L’histoire n’est pas nouvelle. En 2014 déjà, Glencore avait tenté d’approcher Rio Tinto pour une fusion, sans succès. Dix ans plus tard, le même scénario se répète, avec des discussions exploratoires menées fin 2024, restées informelles. Cette répétition souligne l’attrait théorique d’un rapprochement, mais aussi la difficulté de le concrétiser. Les deux groupes disposent d’activités complémentaires, notamment dans le cuivre, métal stratégique pour les décennies à venir. Ensemble, ils pourraient bâtir un portefeuille diversifié géographiquement et technologiquement.

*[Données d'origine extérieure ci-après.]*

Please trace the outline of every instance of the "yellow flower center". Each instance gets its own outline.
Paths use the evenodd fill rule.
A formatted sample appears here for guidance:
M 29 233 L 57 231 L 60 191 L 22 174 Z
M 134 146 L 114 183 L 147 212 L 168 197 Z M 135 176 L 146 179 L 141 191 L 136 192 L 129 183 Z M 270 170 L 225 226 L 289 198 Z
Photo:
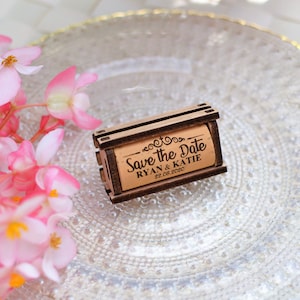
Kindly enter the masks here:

Malgré ces atouts, les obstacles sont nombreux. Les cultures d’entreprise diffèrent profondément : Rio Tinto privilégie une gouvernance très structurée, tandis que Glencore cultive une approche plus flexible et commerciale. À cela s’ajoutent les risques réglementaires liés à une concentration accrue dans certaines filières. Pour l’instant, la fusion est enterrée. Mais pas l’idée. Tant que la demande mondiale en métaux critiques restera élevée, l’hypothèse d’un rapprochement continuera de planer au-dessus des deux groupes. Dans l’industrie minière, certaines histoires refusent de disparaître.